The National Archives case study: accelerating transition of digital records using Artificial Intelligence
The UK government needed to find an efficient way of handling the first batch of documents from the dawn of the digital age. These were due to be placed in The National Archives under the 20-year rule for preservation of records of historical value.
Challenge
Solution
Iron Mountain leveraged the latest developments in Artificial Intelligence (AI) and Machine Learning (ML) to train their system to recognise candidate records for permanent preservation, detect duplicates for disposition, extract entities and provide file analysis.
Results
AI and ML capabilities will enable government departments to confidently transfer records far faster and more efficiently than working through the same volume of materials without recourse to these tools.
The challenge facing government
All government departments are responsible for reviewing their records. Those identified as having historical value must be transferred to The National Archives (TNA) once they are 20 years old under the requirements of the Public Records Act 1958 (PRA).
A key step in this process is a Sensitivity Review. This ensures that records transferred do not contain any information that may cause harm to others or reputational risk to the UK government.

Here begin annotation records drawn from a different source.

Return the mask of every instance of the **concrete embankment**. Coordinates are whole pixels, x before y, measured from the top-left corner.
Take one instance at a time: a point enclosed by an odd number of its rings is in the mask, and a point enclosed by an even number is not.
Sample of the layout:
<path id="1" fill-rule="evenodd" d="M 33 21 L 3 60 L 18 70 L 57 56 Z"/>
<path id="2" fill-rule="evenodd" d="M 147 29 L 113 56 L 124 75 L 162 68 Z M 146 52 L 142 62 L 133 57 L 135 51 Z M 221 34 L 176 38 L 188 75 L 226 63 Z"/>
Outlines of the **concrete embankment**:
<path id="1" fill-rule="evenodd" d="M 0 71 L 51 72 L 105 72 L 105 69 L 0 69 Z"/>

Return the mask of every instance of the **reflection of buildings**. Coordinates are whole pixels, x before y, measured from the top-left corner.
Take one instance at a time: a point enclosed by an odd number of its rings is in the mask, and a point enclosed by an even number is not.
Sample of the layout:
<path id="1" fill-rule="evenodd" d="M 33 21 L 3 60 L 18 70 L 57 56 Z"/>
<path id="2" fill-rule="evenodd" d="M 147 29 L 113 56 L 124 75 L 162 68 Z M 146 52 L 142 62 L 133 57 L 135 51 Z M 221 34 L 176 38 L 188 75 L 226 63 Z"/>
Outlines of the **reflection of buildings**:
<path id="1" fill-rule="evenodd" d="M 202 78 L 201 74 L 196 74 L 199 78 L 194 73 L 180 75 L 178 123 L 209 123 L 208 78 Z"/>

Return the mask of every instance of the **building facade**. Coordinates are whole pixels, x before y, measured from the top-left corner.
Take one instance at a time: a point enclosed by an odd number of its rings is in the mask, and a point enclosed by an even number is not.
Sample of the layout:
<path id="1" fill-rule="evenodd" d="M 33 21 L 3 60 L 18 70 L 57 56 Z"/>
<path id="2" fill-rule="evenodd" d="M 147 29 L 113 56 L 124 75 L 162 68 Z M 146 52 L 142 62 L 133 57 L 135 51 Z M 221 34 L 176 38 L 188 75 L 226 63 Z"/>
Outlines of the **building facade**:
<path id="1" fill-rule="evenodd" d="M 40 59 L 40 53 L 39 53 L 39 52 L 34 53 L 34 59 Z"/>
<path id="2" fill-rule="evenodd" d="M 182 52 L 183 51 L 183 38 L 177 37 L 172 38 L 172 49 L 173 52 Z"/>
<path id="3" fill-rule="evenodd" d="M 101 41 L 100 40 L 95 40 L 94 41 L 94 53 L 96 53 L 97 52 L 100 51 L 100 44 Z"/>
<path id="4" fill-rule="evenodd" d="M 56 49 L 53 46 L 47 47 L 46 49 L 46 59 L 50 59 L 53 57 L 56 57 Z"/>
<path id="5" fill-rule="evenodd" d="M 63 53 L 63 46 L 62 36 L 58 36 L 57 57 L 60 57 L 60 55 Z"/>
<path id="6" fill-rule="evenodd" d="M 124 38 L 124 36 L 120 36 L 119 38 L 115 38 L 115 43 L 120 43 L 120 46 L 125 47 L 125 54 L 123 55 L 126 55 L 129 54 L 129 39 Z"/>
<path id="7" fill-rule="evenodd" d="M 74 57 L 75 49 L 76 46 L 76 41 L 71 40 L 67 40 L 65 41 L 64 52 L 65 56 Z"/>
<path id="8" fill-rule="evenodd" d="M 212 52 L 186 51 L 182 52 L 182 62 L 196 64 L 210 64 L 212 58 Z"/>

The dawn of the digital age
Most of the main UK government departments began to move to digital working around 2004; some departments and agencies have only ever existed in a digital era (although still create some paper). This means that many of the records subject to the PRA now exist only in a digital format. These include a wide range of information from structured datasets to emails, word documents and spreadsheets.
The scale and variety of this digital information means identifying and selecting records of value is near impossible using the traditional ‘human effort alone’ approach. Government departments are beginning to look at three key questions:
- Can Artificial Intelligence (AI) or Machine Learning (ML) technologies accelerate and simplify the classification and review process of digital records?
- How effectively can this technology sort records of value and ephemeral data or duplicate files that are of no value?
- Is it feasible to ingest everything into a single system once selected?
In support of the government challenge, TNA put together the AI for Digital Selection project. The project aims to learn more about existing AI tools that could be used to carry out the appraisal of and selection from the ‘digital heap’ of documents, emails, datasets and other types of information held across government.
Developing AI for digital selection
TNA carried out a review of available tools to identify between three and five for in-depth testing with a set of their own corporate records. The plan was to find how the tools fare in identifying records that should be selected for permanent preservation and those that should not. In addition, TNA wanted to help government departments in using AI for selection. This involved identifying where these techniques could be incorporated into the process or workflow of selecting digital records for transfer to The National Archives.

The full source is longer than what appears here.